The White House nominated two qualified and respected candidates to restore the central bank to its full seven-member strength. One is even a Republican. The poisonous environment on Capitol Hill makes their confirmation anything but certain. This time around, though, using the nomination process to settle scores in legislative horse-trading carries added risk to global financial markets.

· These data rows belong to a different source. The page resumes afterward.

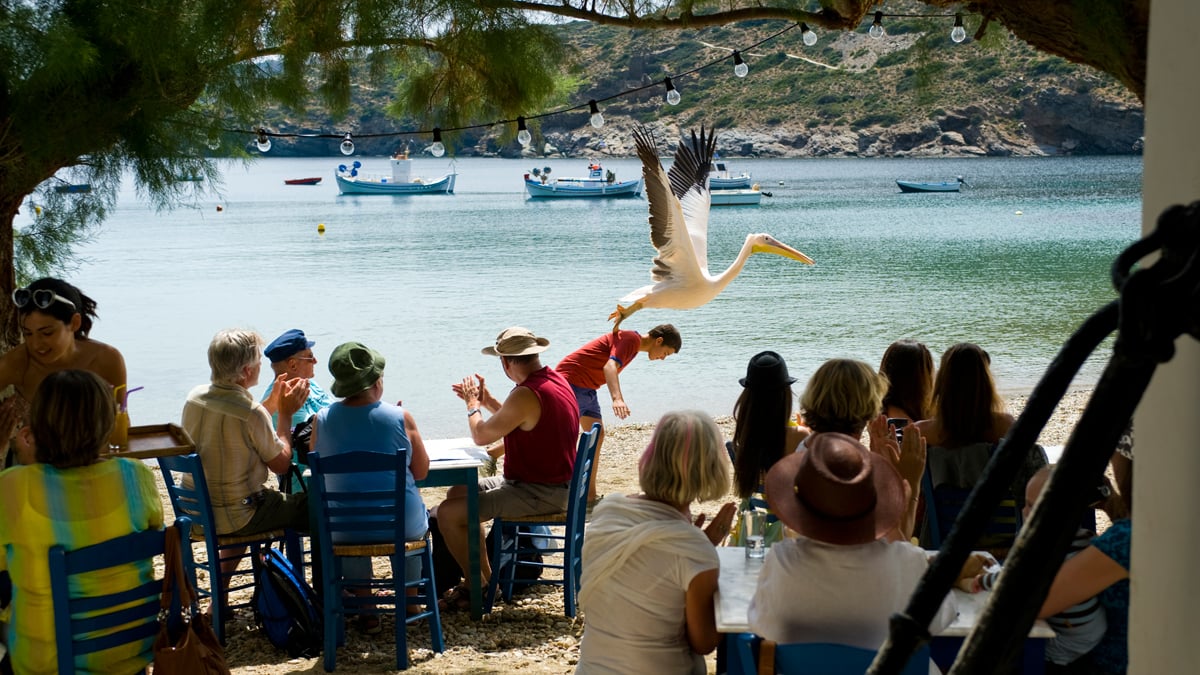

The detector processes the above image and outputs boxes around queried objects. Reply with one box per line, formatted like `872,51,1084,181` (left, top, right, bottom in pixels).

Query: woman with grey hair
575,411,734,673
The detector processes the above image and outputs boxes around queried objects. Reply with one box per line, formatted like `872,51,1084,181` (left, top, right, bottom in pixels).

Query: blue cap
263,328,317,363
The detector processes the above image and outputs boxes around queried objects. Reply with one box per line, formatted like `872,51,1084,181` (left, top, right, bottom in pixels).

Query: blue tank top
313,401,430,544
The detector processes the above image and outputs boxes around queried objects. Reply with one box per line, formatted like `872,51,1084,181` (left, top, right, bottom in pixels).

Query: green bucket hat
329,342,384,399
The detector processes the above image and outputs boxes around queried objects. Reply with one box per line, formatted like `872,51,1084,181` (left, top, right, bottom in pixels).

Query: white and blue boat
896,175,966,192
708,160,750,190
524,162,642,198
334,154,458,195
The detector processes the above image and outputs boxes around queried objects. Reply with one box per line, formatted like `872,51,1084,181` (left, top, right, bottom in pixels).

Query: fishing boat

Though the Senate Banking Committee, which held a hearing on Tuesday, is expected to give Harvard University economist Jeremy Stein and private-equity executive Jerome Powell its nod as early as next week, the bipartisan pair still have to win over the full Senate. The last candidate — Nobel Prize-winning Peter Diamond — withdrew from the process in disgust after Republicans used his nomination to exact revenge on Democrats and to show the Fed, which many senators considered to be overly activist, who is boss. And, that was all before President Obama’s recess appointment of Richard Cordray to the controversial Consumer Finance Protection Bureau earlier this year.
If lawmakers fail to swiftly confirm Stein and Powell, they risk leaving the Fed understaffed until after the presidential election in November. That may not seem like a big deal, since Ben Bernanke has said the Fed expects to stand pat until 2014.